Synthexim : le Calaisis au bord de la catastrophe industrielle

Depuis sa fermeture au mois de juin dernier, l’usine chimique Synthexim – classée Seveso seuil haut – est restée telle quelle, avec une quantité phénoménale de produits chimiques laissés sur place par le groupe Axyntis. Après deux incidents cet été, la préfecture organisait une réunion publique le 6 septembre. Bien loin de rassurer la population, les services de l’État ont décrit une situation désastreuse et ont préparé les esprits à un grave accident industriel.

« La situation qui est laissée par l’exploitant n’est pas conforme à ce qu’elle aurait dû être. Et de loin. » annonce d’entrée une intervenante des services de l’État lors de la réunion publique du 6 septembre. Arnaud Depuydt, représentant de la DREAL (Direction régionale de l’environnement, de l’aménagement et du logement) décrit de son côté « un industriel qui a totalement failli à ses obligations ». Tout au long de la réunion, les intervenants ne retiennent pas leurs coups contre celui qui est désigné responsable de la situation : le groupe Axyntis et son PDG, David Simonnet.

« Je sais, ce n’est pas très rassurant, mais voilà, c’est la réalité »

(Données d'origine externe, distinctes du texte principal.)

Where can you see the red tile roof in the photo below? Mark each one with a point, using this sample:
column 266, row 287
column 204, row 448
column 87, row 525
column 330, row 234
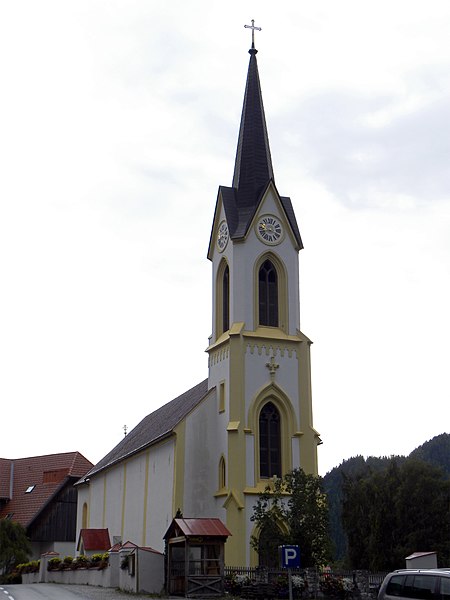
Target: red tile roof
column 198, row 527
column 43, row 476
column 94, row 539
column 5, row 478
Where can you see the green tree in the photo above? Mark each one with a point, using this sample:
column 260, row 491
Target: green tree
column 14, row 545
column 293, row 510
column 389, row 514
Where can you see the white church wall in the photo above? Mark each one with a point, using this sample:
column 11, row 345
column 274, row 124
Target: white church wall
column 160, row 493
column 205, row 442
column 114, row 482
column 134, row 481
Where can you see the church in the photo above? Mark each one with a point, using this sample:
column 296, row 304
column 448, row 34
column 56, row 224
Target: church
column 212, row 450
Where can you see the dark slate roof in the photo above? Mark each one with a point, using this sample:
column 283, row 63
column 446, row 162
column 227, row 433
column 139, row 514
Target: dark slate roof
column 253, row 166
column 153, row 427
column 253, row 170
column 239, row 219
column 44, row 476
column 204, row 527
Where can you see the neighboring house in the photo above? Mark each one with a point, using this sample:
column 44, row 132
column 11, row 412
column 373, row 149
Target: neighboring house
column 38, row 492
column 212, row 450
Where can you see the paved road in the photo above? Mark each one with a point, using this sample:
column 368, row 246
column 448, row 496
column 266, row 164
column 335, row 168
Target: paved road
column 55, row 591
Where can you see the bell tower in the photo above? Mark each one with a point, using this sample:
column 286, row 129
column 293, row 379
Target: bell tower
column 259, row 360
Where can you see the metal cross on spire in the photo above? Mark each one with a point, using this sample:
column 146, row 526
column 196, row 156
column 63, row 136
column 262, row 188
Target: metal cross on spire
column 253, row 28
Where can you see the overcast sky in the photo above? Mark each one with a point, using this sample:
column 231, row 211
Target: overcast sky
column 118, row 122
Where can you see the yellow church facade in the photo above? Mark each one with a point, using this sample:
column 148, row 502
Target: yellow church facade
column 212, row 450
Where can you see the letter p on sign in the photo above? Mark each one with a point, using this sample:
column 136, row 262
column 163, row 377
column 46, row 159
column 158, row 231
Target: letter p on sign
column 290, row 557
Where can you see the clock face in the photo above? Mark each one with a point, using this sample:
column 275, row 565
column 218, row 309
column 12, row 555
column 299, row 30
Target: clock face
column 269, row 229
column 222, row 236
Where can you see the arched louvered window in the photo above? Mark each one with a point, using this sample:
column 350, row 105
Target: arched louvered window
column 226, row 299
column 222, row 473
column 268, row 294
column 269, row 441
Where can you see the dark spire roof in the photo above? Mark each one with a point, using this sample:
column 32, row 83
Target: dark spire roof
column 253, row 171
column 253, row 166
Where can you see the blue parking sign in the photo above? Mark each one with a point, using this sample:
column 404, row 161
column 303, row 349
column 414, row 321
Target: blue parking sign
column 290, row 557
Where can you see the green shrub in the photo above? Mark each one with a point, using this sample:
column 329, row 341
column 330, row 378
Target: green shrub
column 54, row 563
column 96, row 558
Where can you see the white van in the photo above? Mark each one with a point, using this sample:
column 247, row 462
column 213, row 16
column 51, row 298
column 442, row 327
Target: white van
column 420, row 584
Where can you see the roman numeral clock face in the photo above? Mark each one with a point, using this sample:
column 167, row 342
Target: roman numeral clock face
column 222, row 236
column 269, row 229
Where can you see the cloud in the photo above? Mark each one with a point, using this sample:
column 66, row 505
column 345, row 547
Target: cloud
column 386, row 151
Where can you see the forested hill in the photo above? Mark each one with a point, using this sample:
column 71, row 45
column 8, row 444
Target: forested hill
column 435, row 452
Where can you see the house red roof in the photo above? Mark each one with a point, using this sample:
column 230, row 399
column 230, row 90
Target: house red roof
column 94, row 539
column 197, row 527
column 27, row 485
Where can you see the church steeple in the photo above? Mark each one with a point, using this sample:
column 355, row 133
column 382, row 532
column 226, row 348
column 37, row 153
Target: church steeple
column 253, row 166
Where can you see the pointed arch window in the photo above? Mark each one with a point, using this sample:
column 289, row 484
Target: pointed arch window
column 269, row 441
column 226, row 299
column 222, row 474
column 268, row 294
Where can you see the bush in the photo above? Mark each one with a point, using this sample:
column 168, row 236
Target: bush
column 96, row 558
column 54, row 564
column 80, row 561
column 11, row 578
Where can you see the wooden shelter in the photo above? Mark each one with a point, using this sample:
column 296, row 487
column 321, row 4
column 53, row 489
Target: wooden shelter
column 195, row 557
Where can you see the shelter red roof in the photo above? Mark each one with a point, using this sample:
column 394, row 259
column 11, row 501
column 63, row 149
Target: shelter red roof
column 29, row 484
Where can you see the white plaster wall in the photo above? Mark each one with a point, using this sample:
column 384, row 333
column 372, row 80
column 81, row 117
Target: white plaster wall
column 114, row 499
column 205, row 442
column 82, row 497
column 96, row 501
column 133, row 507
column 241, row 257
column 125, row 498
column 159, row 502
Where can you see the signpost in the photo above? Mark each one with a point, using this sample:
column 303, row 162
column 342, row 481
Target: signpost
column 290, row 559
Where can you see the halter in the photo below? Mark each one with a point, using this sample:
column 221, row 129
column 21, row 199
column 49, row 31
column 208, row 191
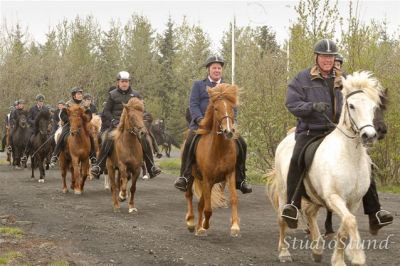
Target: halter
column 356, row 130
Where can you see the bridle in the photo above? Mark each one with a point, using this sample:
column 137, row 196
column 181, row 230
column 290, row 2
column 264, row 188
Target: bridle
column 353, row 126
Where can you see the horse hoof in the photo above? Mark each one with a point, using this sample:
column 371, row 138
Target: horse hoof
column 201, row 232
column 235, row 232
column 121, row 198
column 132, row 210
column 285, row 259
column 190, row 227
column 317, row 257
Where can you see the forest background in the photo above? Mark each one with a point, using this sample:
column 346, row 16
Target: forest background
column 164, row 65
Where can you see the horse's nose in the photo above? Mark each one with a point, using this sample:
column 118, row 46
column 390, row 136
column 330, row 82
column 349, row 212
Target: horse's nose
column 228, row 134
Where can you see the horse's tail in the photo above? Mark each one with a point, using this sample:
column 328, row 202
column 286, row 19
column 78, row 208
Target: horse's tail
column 218, row 199
column 272, row 189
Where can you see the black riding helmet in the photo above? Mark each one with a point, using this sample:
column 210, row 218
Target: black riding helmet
column 214, row 59
column 325, row 47
column 39, row 98
column 74, row 90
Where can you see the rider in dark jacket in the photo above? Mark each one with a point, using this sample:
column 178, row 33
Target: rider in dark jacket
column 313, row 96
column 76, row 99
column 112, row 112
column 198, row 104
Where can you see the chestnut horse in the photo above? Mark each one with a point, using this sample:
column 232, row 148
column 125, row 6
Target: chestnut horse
column 215, row 158
column 75, row 154
column 127, row 153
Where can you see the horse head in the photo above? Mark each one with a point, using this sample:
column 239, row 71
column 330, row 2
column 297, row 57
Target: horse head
column 132, row 117
column 362, row 95
column 223, row 101
column 22, row 120
column 42, row 123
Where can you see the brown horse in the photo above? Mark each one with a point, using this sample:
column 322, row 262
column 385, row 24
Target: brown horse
column 127, row 154
column 75, row 155
column 215, row 158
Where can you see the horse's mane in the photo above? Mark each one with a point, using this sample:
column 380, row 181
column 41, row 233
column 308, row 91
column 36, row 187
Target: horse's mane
column 135, row 104
column 365, row 81
column 222, row 91
column 42, row 115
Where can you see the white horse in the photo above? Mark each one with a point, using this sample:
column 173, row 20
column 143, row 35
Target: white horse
column 340, row 174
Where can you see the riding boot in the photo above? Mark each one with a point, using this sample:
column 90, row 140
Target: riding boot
column 241, row 167
column 59, row 145
column 378, row 218
column 188, row 158
column 155, row 145
column 92, row 155
column 148, row 159
column 27, row 150
column 295, row 186
column 105, row 150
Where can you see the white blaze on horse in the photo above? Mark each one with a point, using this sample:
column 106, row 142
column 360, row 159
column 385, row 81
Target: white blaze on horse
column 340, row 173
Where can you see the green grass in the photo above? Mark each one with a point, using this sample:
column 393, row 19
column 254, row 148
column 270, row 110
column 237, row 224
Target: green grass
column 390, row 189
column 60, row 263
column 6, row 258
column 12, row 231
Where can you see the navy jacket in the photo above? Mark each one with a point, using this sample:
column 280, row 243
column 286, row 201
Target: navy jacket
column 198, row 101
column 309, row 87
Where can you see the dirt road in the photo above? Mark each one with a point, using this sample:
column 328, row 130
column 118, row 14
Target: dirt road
column 84, row 230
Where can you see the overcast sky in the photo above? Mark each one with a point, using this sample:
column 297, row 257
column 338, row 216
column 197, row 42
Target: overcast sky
column 213, row 16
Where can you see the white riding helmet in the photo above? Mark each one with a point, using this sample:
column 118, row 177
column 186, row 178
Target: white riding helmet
column 123, row 75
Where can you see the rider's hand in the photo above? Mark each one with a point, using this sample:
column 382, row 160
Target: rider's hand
column 320, row 107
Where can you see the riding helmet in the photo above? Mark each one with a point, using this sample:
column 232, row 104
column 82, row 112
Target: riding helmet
column 214, row 59
column 325, row 47
column 39, row 97
column 123, row 75
column 74, row 90
column 87, row 96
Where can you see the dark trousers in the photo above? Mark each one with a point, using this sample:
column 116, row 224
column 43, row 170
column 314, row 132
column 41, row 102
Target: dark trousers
column 295, row 186
column 188, row 158
column 60, row 144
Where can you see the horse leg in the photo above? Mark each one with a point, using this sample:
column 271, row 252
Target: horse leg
column 85, row 172
column 348, row 227
column 311, row 212
column 207, row 204
column 200, row 231
column 235, row 229
column 328, row 224
column 111, row 175
column 33, row 167
column 63, row 167
column 123, row 175
column 189, row 214
column 131, row 204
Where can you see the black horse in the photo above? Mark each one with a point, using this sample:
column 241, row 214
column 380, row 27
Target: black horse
column 19, row 137
column 164, row 139
column 381, row 129
column 41, row 144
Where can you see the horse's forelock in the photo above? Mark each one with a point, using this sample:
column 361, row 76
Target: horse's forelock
column 364, row 81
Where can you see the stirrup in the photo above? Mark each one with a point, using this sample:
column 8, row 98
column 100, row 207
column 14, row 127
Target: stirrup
column 379, row 220
column 290, row 217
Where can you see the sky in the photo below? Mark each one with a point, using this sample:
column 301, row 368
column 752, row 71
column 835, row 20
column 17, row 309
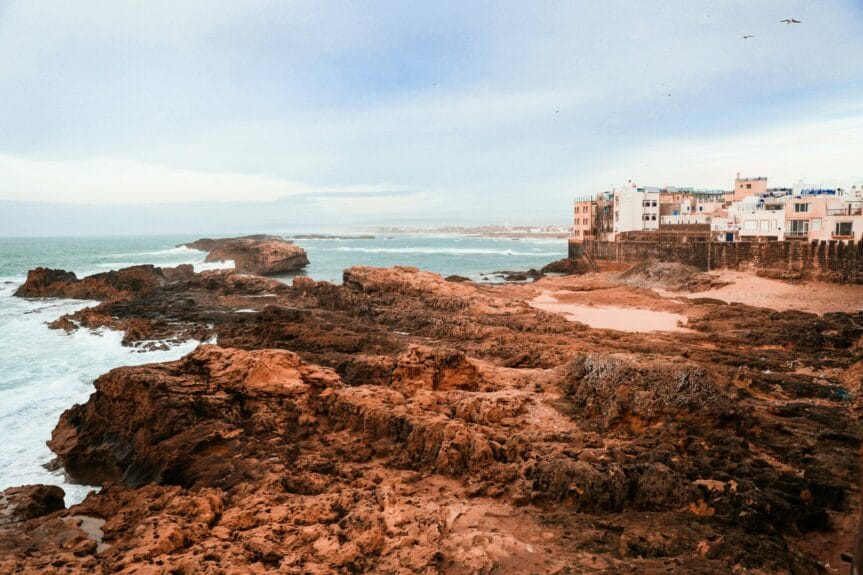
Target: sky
column 159, row 114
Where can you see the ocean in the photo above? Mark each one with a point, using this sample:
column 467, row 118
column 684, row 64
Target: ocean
column 44, row 372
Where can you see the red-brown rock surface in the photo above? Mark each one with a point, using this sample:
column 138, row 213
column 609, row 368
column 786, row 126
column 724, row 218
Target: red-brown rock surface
column 262, row 255
column 45, row 282
column 400, row 423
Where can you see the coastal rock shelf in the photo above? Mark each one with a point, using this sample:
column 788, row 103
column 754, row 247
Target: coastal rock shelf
column 402, row 423
column 259, row 254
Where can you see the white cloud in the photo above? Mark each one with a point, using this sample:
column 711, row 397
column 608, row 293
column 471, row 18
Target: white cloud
column 130, row 182
column 823, row 150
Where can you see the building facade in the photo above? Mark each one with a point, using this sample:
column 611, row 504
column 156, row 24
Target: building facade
column 583, row 218
column 636, row 208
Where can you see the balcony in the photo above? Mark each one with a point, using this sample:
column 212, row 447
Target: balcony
column 846, row 211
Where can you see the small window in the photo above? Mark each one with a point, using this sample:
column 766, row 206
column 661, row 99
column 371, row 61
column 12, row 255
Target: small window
column 844, row 229
column 798, row 227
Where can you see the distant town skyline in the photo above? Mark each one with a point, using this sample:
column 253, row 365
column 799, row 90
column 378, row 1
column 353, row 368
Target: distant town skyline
column 309, row 115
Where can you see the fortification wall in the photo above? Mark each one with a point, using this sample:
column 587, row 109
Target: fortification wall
column 833, row 261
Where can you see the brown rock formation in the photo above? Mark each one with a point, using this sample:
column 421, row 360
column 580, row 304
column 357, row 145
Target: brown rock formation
column 44, row 282
column 401, row 423
column 18, row 504
column 261, row 255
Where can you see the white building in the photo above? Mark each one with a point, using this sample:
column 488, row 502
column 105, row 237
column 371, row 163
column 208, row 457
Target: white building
column 759, row 218
column 635, row 208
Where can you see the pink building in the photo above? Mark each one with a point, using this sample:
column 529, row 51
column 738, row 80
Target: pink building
column 584, row 214
column 823, row 217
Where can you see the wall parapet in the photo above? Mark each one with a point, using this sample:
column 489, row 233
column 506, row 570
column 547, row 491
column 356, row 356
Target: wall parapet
column 825, row 260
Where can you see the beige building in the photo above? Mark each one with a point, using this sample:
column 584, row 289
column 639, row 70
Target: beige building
column 823, row 217
column 583, row 216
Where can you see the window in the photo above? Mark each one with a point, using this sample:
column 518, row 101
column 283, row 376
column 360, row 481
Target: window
column 844, row 229
column 798, row 227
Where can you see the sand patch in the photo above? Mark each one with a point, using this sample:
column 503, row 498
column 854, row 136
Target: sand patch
column 613, row 317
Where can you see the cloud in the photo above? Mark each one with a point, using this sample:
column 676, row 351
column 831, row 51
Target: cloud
column 495, row 111
column 131, row 182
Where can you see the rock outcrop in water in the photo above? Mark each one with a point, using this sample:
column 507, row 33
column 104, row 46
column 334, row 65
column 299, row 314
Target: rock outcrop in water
column 262, row 255
column 401, row 423
column 136, row 280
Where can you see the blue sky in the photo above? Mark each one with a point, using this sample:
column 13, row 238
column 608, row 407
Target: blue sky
column 443, row 111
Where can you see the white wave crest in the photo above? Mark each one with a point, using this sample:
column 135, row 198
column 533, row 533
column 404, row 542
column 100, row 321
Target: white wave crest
column 447, row 251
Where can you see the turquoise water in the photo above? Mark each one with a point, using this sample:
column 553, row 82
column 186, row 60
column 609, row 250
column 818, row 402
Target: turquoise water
column 43, row 371
column 468, row 256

Immédiatement, le bilan de la préfecture en matière de surveillance et de sanctions est vanté par ses propres services, l’opération de communication se met en place. « Pas moins de 45 visites de contrôle ont été organisées depuis 2020. Pas moins de 24 arrêtés préfectoraux de sanctions ont été émis. Ce site, le site de Synthexim, a fait l’objet d’une mesure de suspension d’activité totale pour le contraindre à s’exécuter dans les mesures que nous lui imposions ». Il faut dire que la préfecture a tout intérêt à assurer ses arrières tant l’état du site industriel est grave.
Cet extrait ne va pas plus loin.